A Hot January For Equity ETFs

While 2011 didn’t offer much hope for investors, 2012 got off to an unexpectedly great start with U.S. major market ETFs leading the way, gaining significant traction to move further into bull territory. The S&P 500 gained over 4% for the month to have its best January since 1997 while other indices also performed well.

Nevertheless, the main focus is on developments in Europe, especially as they pertain to Greece.

Negotiations between Greek leaders and bondholders leaders seem to have no end, putting its March bailout payment in jeopardy. By the end of January, a 70 percent haircut was considered although bondholders are pushing for new 30-year bonds with a favorable interest rate, causing further consternation. With the IMF and others also throwing their two cents in on conditions of the potential deal, it’s a messy stew with too many chefs.

Not only is Greece feeling the heat, but Portugal is heading down a dark road. With bond yields tipping over 17% and a debt-to-GDP ratio approaching 120%, Portugal might soon find itself in Greek shoes.

If Portugal can’t restore investor confidence and successfully implement austerity measures, it will have to restructure its debt, causing further strain on Europe’s already limited funding capacity. Although the Eurozone can arguably bail out Greece and Portugal, this is simply out of the question for Spain and Italy, whose combined debt nears $4 trillion.

Although Europe is falling apart, solid upward momentum, especially during the first few trading days of 2012, has prompted me to add some additional equity/sector ETF exposure in addition to bond ETFs. This brings us to an invested level of roughly 90%, depending on portfolio size.

Given Europe’s continued lack of progress in solving the debt crisis, my goal is mimic our ETF Model Portfolio #2 since it is more conservative with a 40% holding in bond ETFs. Treasury Inflation Protected Securities (TIPS) are particularly attractive since they outperformed the S&P 500 during a sluggish 2011. With holdings in Vanguard Total Bond Market ETF (BND) and Vanguard Short-Term Bond ETF (BSV), we have positioned ourselves to absorb any potential negative shocks to our equity ETF allocation possibly due to European uncertainty.

As far as our equity exposure is concerned, we have added some new equity ETF names to take advantage of the upside. Our Domestic TTI remained in bull territory over 4% as the chart below shows:

For instance, we have replaced Vanguard Total Stock Market ETF (VTI) with iShares Dow Jones Select Dividend (DVY), which yields 3.44% and has held up better during market corrections. Some REIT exposure via Vanguard REIT Index ETF (VNQ) has been a good choice for us, as there have been some solid positive jumps. Also, one of our mainstay holdings, Consumer Staples Select Sector SPDR (XLP), has been on an upswing.

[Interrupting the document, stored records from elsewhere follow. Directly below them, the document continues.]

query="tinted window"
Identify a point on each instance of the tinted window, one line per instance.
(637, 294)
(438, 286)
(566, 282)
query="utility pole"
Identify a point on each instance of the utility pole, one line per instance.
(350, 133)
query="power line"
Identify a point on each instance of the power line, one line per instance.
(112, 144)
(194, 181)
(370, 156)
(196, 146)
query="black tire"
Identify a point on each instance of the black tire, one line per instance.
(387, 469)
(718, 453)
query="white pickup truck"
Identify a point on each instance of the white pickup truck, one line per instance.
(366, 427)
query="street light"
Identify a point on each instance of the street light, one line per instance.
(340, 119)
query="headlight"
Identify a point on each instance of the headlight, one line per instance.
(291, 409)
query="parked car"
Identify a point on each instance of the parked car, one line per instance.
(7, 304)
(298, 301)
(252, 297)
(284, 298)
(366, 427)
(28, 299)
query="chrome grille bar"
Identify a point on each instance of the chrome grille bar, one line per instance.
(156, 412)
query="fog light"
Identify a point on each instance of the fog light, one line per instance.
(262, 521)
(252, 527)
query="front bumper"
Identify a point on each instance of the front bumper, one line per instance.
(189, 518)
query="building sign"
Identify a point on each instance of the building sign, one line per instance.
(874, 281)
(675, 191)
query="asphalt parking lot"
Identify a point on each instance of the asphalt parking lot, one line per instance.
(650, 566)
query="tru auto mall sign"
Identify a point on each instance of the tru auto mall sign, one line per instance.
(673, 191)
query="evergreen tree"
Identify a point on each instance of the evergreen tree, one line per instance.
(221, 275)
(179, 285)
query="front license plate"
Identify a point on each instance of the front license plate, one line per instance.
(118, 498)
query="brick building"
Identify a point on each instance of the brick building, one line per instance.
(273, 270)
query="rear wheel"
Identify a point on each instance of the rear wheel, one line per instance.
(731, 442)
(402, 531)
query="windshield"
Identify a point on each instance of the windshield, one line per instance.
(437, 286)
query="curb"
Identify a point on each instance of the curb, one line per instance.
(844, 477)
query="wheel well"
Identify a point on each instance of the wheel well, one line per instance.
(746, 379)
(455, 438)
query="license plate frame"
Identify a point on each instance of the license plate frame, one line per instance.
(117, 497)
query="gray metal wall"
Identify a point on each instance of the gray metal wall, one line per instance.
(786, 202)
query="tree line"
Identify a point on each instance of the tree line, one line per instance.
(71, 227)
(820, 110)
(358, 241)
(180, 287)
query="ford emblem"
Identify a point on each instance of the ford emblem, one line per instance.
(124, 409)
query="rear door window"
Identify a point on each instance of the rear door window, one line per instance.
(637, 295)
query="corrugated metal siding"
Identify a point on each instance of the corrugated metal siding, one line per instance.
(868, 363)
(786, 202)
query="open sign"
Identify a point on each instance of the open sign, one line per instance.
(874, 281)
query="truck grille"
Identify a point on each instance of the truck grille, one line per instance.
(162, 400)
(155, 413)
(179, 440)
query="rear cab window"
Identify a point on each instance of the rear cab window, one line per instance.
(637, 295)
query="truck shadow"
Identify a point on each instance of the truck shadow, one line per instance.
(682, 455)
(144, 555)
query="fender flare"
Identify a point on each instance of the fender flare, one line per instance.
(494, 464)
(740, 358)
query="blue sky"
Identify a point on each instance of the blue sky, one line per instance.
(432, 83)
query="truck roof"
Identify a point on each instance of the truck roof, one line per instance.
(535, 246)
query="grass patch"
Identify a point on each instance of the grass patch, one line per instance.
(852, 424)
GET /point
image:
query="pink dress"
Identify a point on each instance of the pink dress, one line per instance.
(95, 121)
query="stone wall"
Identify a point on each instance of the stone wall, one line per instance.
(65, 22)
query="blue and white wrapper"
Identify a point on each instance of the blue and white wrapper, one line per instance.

Despite positive trends stateside, the international sphere isn’t as inviting for equity exposure. Although the International TTI is now barely in the green, I am hesitant to add international ETF exposure until I see a prolonged upward shift. The International TTI’s position relative to its long-term trend line greatly improved over the course of January, but my current preference is to add a country ETF, a small gold position, or possibly both. While gold took a dive during the second half of 2011, it has rebounded nicely as the uncertainties in Europe have not disappeared.

All in all, Europe remains front and center as the situation appears to be worsening by the day. Futile attempts by incompetent politicians to offer endless band aid approaches are causing me to remain conservative in my investment stance. That includes having my trailing sell stops ready to be executed should the markets dictate that it is in our best interest to do so.